Our study found that IMN was associated with a poor effect on functional outcomes, while it had a moderate effect on the risk of secondary surgery. Moreover, IMN appears to associate with a lower risk of complications, except in the case of osteoarthritis. The potential reason for this could be that IMN is widely used in 2- or 3-part fractures [48], whereas most patients involved in this study had 3- or 4-part fractures. Furthermore, the use of IMN was associated with less invasion and better preservation of soft tissue envelopes, which ensures blood supply to the bony fragments with acceptable bony alignment. These results could explain the relatively lower risk of complications in IMN. However, the inherent drawbacks of IMN include increased comminution, inadequate compression and stability, shoulder pain and stiffness, disorder of the rotator cuff, and back-out of proximal screws [49], which could explain the poor functional outcomes of IMN for PHFs. Finally, the risks of loss of reduction (4.71%), refracture (3.53%), hardware problems (3.53%), and malposition of implants (3.53%) were relatively high, which may increase the risk of secondary surgery. The length of the screw plays an important role in the risks of backing out, loss of reduction, and perforation of the glenoid [50].

The use of HA was associated with a poor Constant-Murley score, while it provided relatively better effects on the DASH and EQ-5D scores. Moreover, the number of complications in patients treated with HA was lower, except in the case of infection. A previous study suggested that HA should be applied to patients at high risk of complications, especially osteonecrosis and implant failure [51]. Moreover, the use of HA has been found to associate with moderate postoperative joint function, and the rate of nonunion of the large tubercles was higher [52, 53]. Finally, the risks of secondary superior migration of the greater tuberosity (5.71%) and rotator cuff rupture (5.14%) were high, and the risk of greater tuberosity migration could be caused by the design of the humeral prosthesis, which causing rise number of patients did not selected HA [53, 54]. Thus, early preventive strategies should be applied in patients treated with HA.

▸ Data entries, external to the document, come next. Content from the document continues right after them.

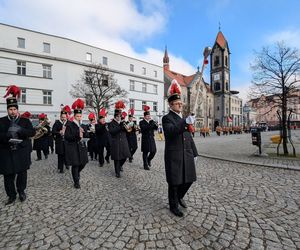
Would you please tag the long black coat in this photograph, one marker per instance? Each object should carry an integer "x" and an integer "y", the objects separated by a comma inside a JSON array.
[
  {"x": 42, "y": 143},
  {"x": 15, "y": 161},
  {"x": 119, "y": 143},
  {"x": 103, "y": 136},
  {"x": 76, "y": 150},
  {"x": 59, "y": 141},
  {"x": 132, "y": 139},
  {"x": 147, "y": 130},
  {"x": 180, "y": 150}
]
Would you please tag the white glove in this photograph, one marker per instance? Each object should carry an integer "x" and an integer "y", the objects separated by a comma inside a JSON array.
[{"x": 190, "y": 120}]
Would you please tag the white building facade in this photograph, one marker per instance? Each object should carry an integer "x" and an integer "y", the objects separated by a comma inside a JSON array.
[{"x": 45, "y": 66}]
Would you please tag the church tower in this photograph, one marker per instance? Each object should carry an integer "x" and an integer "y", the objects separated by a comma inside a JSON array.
[{"x": 220, "y": 80}]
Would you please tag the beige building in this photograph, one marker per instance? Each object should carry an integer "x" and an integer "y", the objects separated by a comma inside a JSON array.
[{"x": 217, "y": 103}]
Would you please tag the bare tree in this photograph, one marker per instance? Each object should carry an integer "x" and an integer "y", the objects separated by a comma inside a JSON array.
[
  {"x": 276, "y": 72},
  {"x": 99, "y": 88}
]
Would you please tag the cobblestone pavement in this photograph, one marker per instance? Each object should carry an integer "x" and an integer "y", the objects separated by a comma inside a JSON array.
[
  {"x": 239, "y": 148},
  {"x": 231, "y": 206}
]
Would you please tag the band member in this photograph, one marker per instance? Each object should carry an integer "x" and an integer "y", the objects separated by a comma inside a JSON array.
[
  {"x": 148, "y": 126},
  {"x": 131, "y": 134},
  {"x": 119, "y": 146},
  {"x": 41, "y": 139},
  {"x": 15, "y": 147},
  {"x": 92, "y": 142},
  {"x": 58, "y": 132},
  {"x": 180, "y": 151},
  {"x": 75, "y": 146},
  {"x": 103, "y": 138}
]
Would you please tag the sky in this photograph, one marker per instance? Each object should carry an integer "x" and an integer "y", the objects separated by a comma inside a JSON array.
[{"x": 142, "y": 28}]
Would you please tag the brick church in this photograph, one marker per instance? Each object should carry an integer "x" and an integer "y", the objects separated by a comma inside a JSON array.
[{"x": 217, "y": 104}]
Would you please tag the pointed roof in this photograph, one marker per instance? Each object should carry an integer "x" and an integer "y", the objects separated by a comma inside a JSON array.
[{"x": 221, "y": 40}]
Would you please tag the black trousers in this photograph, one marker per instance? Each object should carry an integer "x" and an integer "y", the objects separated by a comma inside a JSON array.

Several limitations of this study should be acknowledged. First, most of the included trials had low to moderate quality, and the results might be biased by uncontrolled confounders. Second, the severity of PHFs varied across the included trials, which could affect the medical treatments and prognoses of patients. Third, background therapies and postoperative rehabilitation were not addressed, which could also have affected prognosis. Fourth, the surgical and conservative treatments are differing across included trials owing to various disease status, which could affect the net effect estimates of ORIF, IMN, HA, and RTSA. Finally, there are inherent limitations to the meta-analysis of published articles, including inevitable publication bias and restricted detailed analyses.

Conclusion

This study found that RTSA offers relatively better effects on joint functional outcomes and secondary surgery, while the risk of complications should be cautiously monitored. The optimal treatments for PHFs were assessed in our study according to each investigated outcome, and appropriate treatments for PHFs should consider patient-specific factors.